Riciclare le materie prime
“La biomassa è rinnovabile, ma non è infinita”, ci spiega Lorenzo Spadaro, ricercatore dell'Istituto di tecnologie avanzate per l'energia “Nicola Giordano” del Cnr. “Ci si è trovati in una situazione in cui conveniva produrre materiale agricolo per l'energia piuttosto che per il cibo – continua l'esperto – e questo ha spinto alla diffusione di colture come la palma da olio, che inquinano, provocano deforestazione e consumo di suolo. Per questo motivo le nuove normative hanno limitato la possibilità di consumare biomateriali per la produzione di combustibili, e un colosso dell'energia come Eni ha reagito riconvertendo gli stabilimenti di Gela e di Venezia per la produzione di biocarburanti a partire da oli esausti, come quelli che provengono dalle grandi catene alimentari”.
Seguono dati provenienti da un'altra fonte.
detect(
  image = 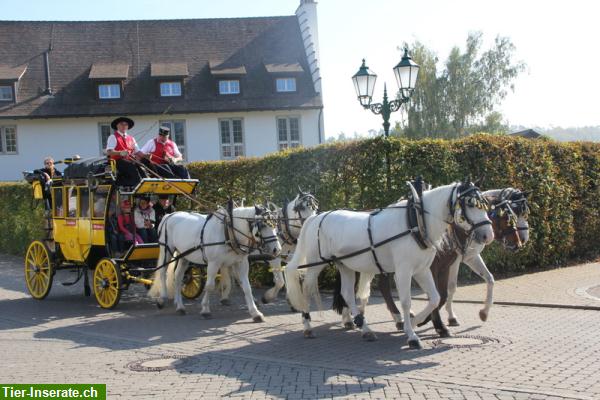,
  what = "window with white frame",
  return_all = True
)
[275,78,296,92]
[159,119,187,160]
[219,118,245,159]
[0,85,13,101]
[219,79,240,94]
[98,83,121,100]
[160,81,181,97]
[277,117,300,150]
[98,122,113,155]
[0,125,17,154]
Questi biocombustibili di seconda generazione rientrano dunque a pieno nel concetto di economia circolare: permettono di riciclare scarti e trasformarli in una fonte energetica meno inquinante di quelle tradizionali, e con un minore impatto sulle emissioni di gas serra. Sono considerati fondamentali per accompagnare la transizione energetica europea nei prossimi decenni, limitando le emissioni provenienti dai trasporti e dalla produzione di energia. E per alcuni settori, come quello dell'aviazione, sono l'unica alternativa possibile per immaginare almeno un pareggio delle emissioni. E non in un futuro di la a venire: li utilizziamo già ogni giorno facendo il pieno dell'auto, anche se in molti non se ne sono probabilmente mai accorti.
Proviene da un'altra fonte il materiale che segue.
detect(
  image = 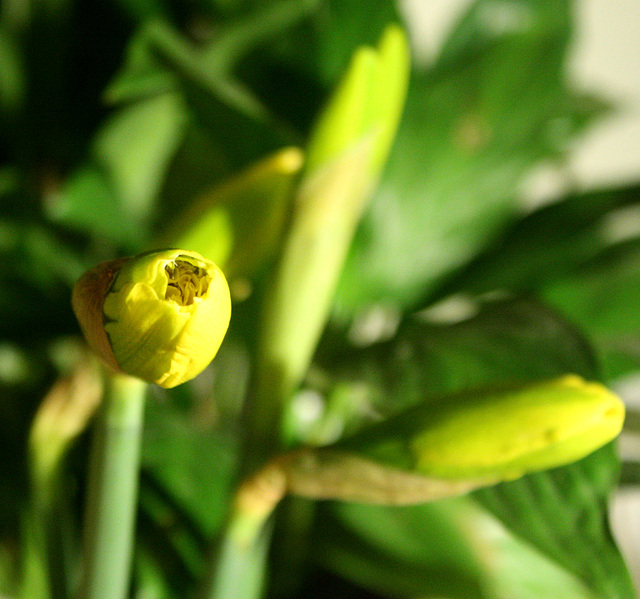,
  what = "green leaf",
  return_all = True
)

Un mercato in crescita costante
Negli ultimi 15 anni i consumi di biocombustibili nel comparto trasporti non ha fatto che aumentare, segnando un più 622% nel 2021 rispetto a quelli del 2005, a fronte di una riduzione del 16% dei prodotti petroliferi, e a una contrazione dell'11% dei consumi di energia dell'intero settore. Tutte le nostre auto, infatti, utilizzano una miscela di benzina o gasolio tradizionali e biocarburanti. Per il 2021, il Gestore dei Servizi Energetici ha stabilito una quota minima di biocarburanti immessi nel settore trasporti pari al 10%, in crescita di un punto percentuale rispetto a quella del 2020. “La quota di biocarburanti che viene miscelata con i carburanti fossili riceve uno sconto delle accise, ed è per questo che i produttori sono incentivati ad utilizzarli”, sottolinea Spadaro. “Ora la ricerca è impegnata a produrre biocarburanti con caratteristiche identiche a quelle degli idrocarburi tradizionali, che semplificherebbero la miscelazione con i derivati del petrolio, e potrebbero anche essere utilizzati come unica fonte di alimentazione per i motori”. Altrettanto importante – spiega – sarà riuscire a trasformare in biocarburanti una maggiore varietà di materie prime che non richiedano coltivazioni apposite, come scarti agricoli e forestali, e persino rifiuti plastici. “Penso che vedremo crescere molto anche la produzione di biometano proveniente dagli scarti agricoli e zootecnici – conclude Spadaro – al momento esistono circa duemila microimpianti per la produzione di biogas utilizzati per produrre calore o elettricità, ma in futuro diventerà più conveniente trasformarlo in biometano, che può essere immesso direttamente nella rete, e che con i giusti investimenti darebbe una spinta importante verso la fine della dipendenza dai carburanti fossili”.